The big problem, I think, is that it feels like a stop along the way, but not a story in itself. There are two important things in the movie – the Draco plot (I include Dumbledore’s death in that) and the horcruxes. Together, their screen time is maybe 30 minutes. So they should’ve done two things:

  1. Focus on the important stuff – a bigger climactic battle, more time chasing down the Slughorn memory, more time on Draco.
  2. Cut everything else – the McClaggan story goes nowhere. The Lavender Brown story was ultimately pointless. Etc.

I always assumed that butterbeer was the equivalent of the English version of ginger beer, which actually has some alcohol, but you’d have to drink an awful lot of it before you’d feel the effects. The other age-appropriate drink might be shandy, which is difficult to describe to Americans, but is again a low-alcohol drink.

When I was going to secondary school in England, we would go to the local pub, lie about our ages, and ordered ginger beer or shandy. It was very daring to us at the time. Thinking back on it, I realize that the pub owners must have laughed their backsides off at the kids trying to pretend they were all so grown up.

I was a little annoyed that they cast Lavender Brown to be this ludicrous character who ended up looking something like the ugly best friend of the evil cheerleader in an ABC Family original movie about a teenage girl trying to fit in a new high school. In the books she’s supposed to be very pretty, just dumb and annoying.

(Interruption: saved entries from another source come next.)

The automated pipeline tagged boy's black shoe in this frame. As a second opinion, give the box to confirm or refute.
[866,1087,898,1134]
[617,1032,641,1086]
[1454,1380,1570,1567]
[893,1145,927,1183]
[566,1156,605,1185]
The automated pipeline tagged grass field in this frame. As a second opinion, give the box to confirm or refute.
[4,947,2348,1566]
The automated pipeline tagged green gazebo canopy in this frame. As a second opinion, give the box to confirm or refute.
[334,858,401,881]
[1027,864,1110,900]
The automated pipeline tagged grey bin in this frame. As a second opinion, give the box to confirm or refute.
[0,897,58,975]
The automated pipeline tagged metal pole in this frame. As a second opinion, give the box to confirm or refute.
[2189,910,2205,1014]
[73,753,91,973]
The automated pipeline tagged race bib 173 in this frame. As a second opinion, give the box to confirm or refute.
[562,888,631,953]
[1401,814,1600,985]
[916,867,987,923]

Funny, Azkaban and HBP are my favorites to date as well. The end of HBP was incredibly bad in the movie, cutting away from the Snape/Dumbledore encounter at the crucial last minute was a total WTF moment for me. Instead we get slow-motion closeups of Dumbledore falling to the floor and… done. Other than that, the Riddle memories and overall pacing was very good.

Shandy isn’t that hard to explain. 50-50 Beer + lemonade / sprite / ginger-ale.

It might be hard to explain it’s appeal to Americans though. It’s basically the British Bud Light Lime.